Photo source: Wikimedia Commons.

In my recent book, Darwin’s Bluff: The Mystery of the Book Darwin Never Finished, I argued that despite creating great anticipation for his “Big Book” on species as a follow up to the Origin of Species, Darwin never completed nor published his sequel because he realized it would not adequately address the criticisms he received in response to the Origin. I based my argument on a comprehensive reading of Darwin’s correspondence up to the year 1863. Recently, I turned up some later letters showing that Darwin’s bluff extended well beyond that year. 

The Check Is (Still) in the Mail

On November 15, 1871, the Italian botanist Frederico Delpino wrote to Darwin:

I cannot hide from you my wish to have immediate news of your valued health….I hope that you are perfectly restored now, to conduct your grand work to completion, and most of all that which I am awaiting with great suspense, — i.e. the variations of animals and plants in the state of nature.

Even though Darwin had published an expanded version of the first two chapters of his “Big Book” in 1868 as Variation in Animals and Plants under Domestication and had just come out with his massive Descent of Man and Selection in Relation to Sex, Delpino was still awaiting Darwin’s promised evidence for natural selection, evidence missing from the Origin due to its being a mere abstract. Alas, Delpino would continue to wait with great suspense, for a week later Darwin wrote back to him:

My health has been very poor all this summer, & I doubt whether I shall ever have the strength to publish on Variability under a State of Nature.

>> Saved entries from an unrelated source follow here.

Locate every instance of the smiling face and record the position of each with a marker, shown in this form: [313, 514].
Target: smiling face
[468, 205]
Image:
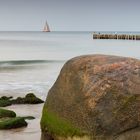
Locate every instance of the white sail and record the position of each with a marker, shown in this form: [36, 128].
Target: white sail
[46, 28]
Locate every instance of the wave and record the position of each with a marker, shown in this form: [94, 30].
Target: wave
[26, 62]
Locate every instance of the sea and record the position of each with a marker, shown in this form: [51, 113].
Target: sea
[31, 61]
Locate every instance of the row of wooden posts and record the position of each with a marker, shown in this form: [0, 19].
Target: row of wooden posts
[116, 36]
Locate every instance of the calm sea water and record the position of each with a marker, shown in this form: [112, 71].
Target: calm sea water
[21, 53]
[31, 61]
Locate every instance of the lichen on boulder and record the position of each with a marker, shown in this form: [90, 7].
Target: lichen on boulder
[98, 95]
[6, 113]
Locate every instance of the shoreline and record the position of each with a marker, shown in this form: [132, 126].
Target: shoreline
[32, 131]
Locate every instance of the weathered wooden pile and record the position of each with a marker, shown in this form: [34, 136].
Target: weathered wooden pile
[116, 36]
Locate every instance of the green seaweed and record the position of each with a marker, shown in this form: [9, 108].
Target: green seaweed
[6, 113]
[11, 123]
[55, 125]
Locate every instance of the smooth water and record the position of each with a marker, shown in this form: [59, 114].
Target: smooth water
[31, 61]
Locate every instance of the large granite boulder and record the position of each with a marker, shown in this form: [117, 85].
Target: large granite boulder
[95, 96]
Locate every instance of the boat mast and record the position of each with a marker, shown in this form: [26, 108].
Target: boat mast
[46, 27]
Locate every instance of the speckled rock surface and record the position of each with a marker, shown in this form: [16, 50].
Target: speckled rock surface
[98, 94]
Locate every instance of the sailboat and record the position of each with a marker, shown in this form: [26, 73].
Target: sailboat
[46, 28]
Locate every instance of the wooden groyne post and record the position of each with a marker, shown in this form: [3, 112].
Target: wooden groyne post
[116, 36]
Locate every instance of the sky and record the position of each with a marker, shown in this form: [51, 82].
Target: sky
[70, 15]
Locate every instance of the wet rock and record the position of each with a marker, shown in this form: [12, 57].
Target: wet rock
[94, 95]
[12, 123]
[6, 113]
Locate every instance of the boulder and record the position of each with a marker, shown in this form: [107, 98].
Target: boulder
[96, 96]
[5, 102]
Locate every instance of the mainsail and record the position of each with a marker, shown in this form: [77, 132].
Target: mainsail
[46, 28]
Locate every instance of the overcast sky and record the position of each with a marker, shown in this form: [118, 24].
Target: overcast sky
[70, 15]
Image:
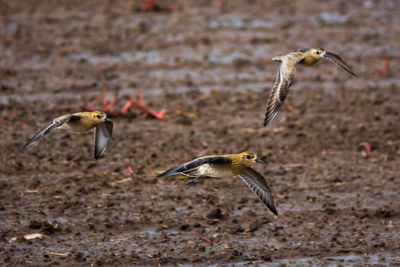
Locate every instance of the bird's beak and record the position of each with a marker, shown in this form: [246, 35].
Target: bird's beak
[259, 160]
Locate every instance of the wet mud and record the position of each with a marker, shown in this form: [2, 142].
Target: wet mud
[332, 155]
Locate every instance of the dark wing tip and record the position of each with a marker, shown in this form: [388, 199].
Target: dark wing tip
[274, 211]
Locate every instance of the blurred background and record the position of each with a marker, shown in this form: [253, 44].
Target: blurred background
[182, 79]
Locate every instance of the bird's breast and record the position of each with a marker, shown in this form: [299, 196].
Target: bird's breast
[79, 126]
[309, 61]
[217, 171]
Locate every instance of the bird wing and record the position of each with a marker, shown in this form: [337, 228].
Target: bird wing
[57, 122]
[257, 183]
[277, 95]
[339, 61]
[190, 166]
[102, 136]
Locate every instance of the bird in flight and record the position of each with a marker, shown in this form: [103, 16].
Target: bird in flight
[286, 74]
[81, 122]
[229, 165]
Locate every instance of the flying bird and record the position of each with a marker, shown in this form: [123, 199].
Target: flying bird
[286, 75]
[219, 166]
[81, 122]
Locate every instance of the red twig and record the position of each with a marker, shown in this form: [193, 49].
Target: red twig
[136, 100]
[206, 239]
[383, 71]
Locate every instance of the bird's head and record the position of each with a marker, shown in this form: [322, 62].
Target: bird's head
[249, 158]
[99, 116]
[317, 52]
[310, 56]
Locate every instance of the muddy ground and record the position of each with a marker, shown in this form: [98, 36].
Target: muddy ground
[208, 64]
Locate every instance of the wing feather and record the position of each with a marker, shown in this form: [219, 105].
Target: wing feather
[190, 166]
[277, 95]
[257, 183]
[57, 122]
[102, 136]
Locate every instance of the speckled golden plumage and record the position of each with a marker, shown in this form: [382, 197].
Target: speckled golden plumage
[228, 165]
[286, 75]
[81, 122]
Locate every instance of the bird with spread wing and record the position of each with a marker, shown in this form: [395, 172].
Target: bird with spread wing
[220, 166]
[286, 74]
[81, 122]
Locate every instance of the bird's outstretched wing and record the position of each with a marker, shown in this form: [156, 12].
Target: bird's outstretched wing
[338, 61]
[277, 95]
[257, 183]
[57, 122]
[190, 166]
[102, 136]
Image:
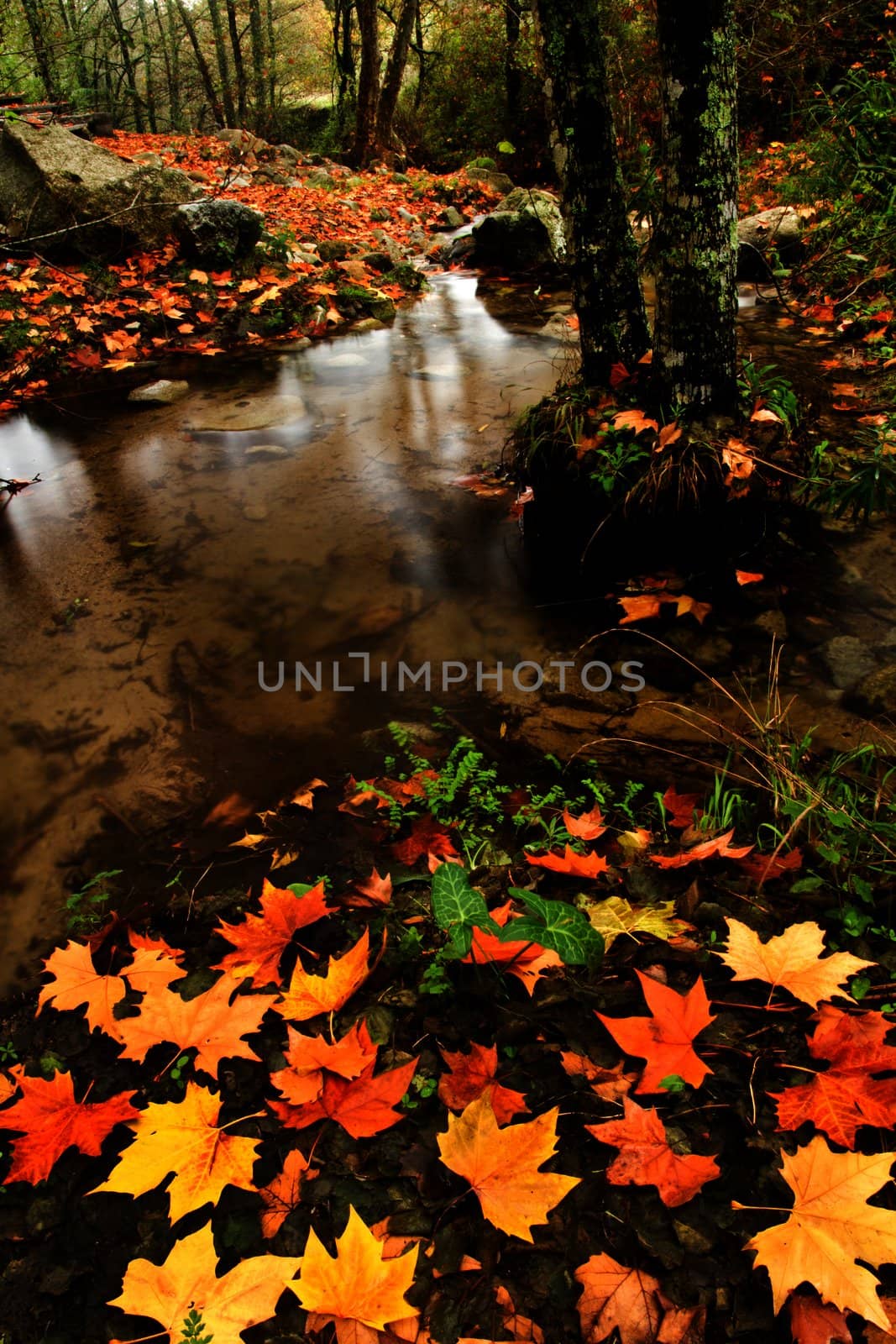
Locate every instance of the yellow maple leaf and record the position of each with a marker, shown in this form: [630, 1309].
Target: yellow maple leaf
[616, 916]
[503, 1166]
[790, 961]
[831, 1227]
[181, 1137]
[356, 1285]
[244, 1296]
[308, 996]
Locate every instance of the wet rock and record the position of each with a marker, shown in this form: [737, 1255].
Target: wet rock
[490, 178]
[215, 232]
[258, 410]
[333, 249]
[773, 622]
[526, 232]
[849, 660]
[259, 450]
[164, 391]
[80, 198]
[876, 694]
[241, 139]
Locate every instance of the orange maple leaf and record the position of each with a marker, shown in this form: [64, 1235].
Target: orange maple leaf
[503, 1166]
[829, 1229]
[76, 983]
[356, 1285]
[308, 996]
[244, 1296]
[307, 1058]
[631, 1301]
[719, 847]
[665, 1039]
[183, 1139]
[210, 1023]
[261, 940]
[647, 1159]
[570, 864]
[813, 1321]
[587, 827]
[790, 961]
[363, 1105]
[285, 1193]
[474, 1074]
[846, 1095]
[51, 1121]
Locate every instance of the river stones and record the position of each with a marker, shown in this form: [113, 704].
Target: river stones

Next summer or autumn I hope to publish a long Essay, the result of 5 or 6 years work, on the comparative growth, vigour & fertility of crossed & self-fertilised plants during several successive generations.

Of course, if health was truly an issue, where did Darwin find the strength to publish his two volumes on variation under domestication in 1868 and over the next three years to write and publish the nearly 250,000-word Descent, let alone the long essay he mentions to Delpino? Darwin complained to Joseph Dalton Hooker that the Descent half killed him, following with “That Devilish Descent of Man was too much for me.” But this has to be an exaggeration. If the Descent had been too much for Darwin, he wouldn’t have been able to complete and publish it. 

A Lifelong Bluff

We know from Darwin’s surviving, unfinished “Big Book” manuscript (published by Cambridge University Press in 1975) that the chapter titled “On Natural Selection” (chapter 6 in the manuscript) was completed by the late 1850s. Completing the rest of the manuscript or at least publishing the natural selection chapter as a separate essay would have required much less work than everything Darwin accomplished in the decades following the Origin, and it would have at least made good on Darwin’s promise to provide the evidence for natural selection he withheld from the Origin.

But along with the many others who awaited Darwin’s “Big Book,” Delpino’s curiosity would never be satisfied. Darwin simply abandoned the “Big Book” project. That Darwin possessed a long catalogue of facts demonstrating natural selection in action would remain just a giant bluff the entirety of his life.